Shepherd Family“This call to a life reflecting the person of Christ is the ultimate call of everyone who wishes to do apologetics because of the snare of argument and its overriding appeal that suppresses the devotional side of truth.  This applies especially to leadership within the church.  If the shepherd is not living the way he should, how can the ones shepherded follow the right path?” (p 305)

I have written about this topic in the past, but that last sentence, “If the shepherd is not living the way he should, how can the ones shepherded follow the right path?” really struck a chord within me.  Not just because of the moral implications of a right living both in private and in public (as what we do in private eventually seeps out into the public), but because of the shepherding aspect.

As a person in any kind of leadership role within the church – from behind the scenes to behind the pulpit – can we really expect people to live normal and active Christian lives if we are not doing so?  Can we expect people to share the gospel if we do not model it ourselves?  Can we expect others to labor to disciple and mentor others if we are not actively doing so?

I am not calling for those in leadership to be “all-inclusive” workers – we are part of the body of Christ and a priesthood of believers after all.  But we (myself definitely included) must be careful not to excuse away inactivity and laziness in the realms of moral living, the gospel, and discipleship with pseudo-spiritual wording like, “It’s not my gift”, or “I am called to preach/sing/[enter your service here], not labor like that”.

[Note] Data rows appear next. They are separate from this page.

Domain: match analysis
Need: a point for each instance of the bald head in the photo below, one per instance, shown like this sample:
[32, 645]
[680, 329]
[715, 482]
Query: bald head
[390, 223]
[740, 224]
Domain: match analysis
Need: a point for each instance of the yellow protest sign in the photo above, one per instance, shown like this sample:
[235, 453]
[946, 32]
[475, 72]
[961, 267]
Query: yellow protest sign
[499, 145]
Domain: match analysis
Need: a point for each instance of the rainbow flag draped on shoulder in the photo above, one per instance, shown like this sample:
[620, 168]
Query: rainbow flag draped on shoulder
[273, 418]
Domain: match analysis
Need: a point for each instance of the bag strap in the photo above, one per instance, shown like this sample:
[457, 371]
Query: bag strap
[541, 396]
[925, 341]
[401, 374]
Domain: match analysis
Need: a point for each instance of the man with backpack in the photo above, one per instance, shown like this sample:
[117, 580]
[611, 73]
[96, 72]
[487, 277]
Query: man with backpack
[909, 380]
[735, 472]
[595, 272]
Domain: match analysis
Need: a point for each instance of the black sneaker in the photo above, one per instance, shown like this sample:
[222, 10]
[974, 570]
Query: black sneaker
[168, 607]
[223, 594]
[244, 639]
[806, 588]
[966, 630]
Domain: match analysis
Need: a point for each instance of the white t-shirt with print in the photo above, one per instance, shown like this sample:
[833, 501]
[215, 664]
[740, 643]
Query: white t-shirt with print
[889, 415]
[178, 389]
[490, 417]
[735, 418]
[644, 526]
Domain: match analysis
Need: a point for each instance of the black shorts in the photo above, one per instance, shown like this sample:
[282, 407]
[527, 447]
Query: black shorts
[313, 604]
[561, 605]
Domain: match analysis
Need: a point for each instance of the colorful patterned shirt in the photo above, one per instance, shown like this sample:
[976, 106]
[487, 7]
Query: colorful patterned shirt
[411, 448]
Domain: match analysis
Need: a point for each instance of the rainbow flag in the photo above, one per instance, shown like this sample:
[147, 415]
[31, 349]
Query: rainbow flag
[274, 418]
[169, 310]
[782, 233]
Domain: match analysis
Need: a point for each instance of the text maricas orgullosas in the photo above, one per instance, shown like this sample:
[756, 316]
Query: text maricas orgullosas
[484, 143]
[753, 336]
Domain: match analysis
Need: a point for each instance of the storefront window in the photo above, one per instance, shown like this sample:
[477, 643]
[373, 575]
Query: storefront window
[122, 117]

Paul’s words, “Be imitators of me, just as I also am of Christ” (1 Corinthians 11:1) strikes a sobering note when thinking on Ravi Zacharias’ words.  If as leaders we allow ourselves to become lazy in our love and labor for the Lord those whom we lead will soon imitate us in this unhealthy habit.  I pray for myself and all others in any kind of leadership role within Christ’s church that if in any area of our  life & labor we have slipped into laziness that the brakes would be put on and a fire would be rekindled so that we do not just speak the truth but also model it privately and publicly.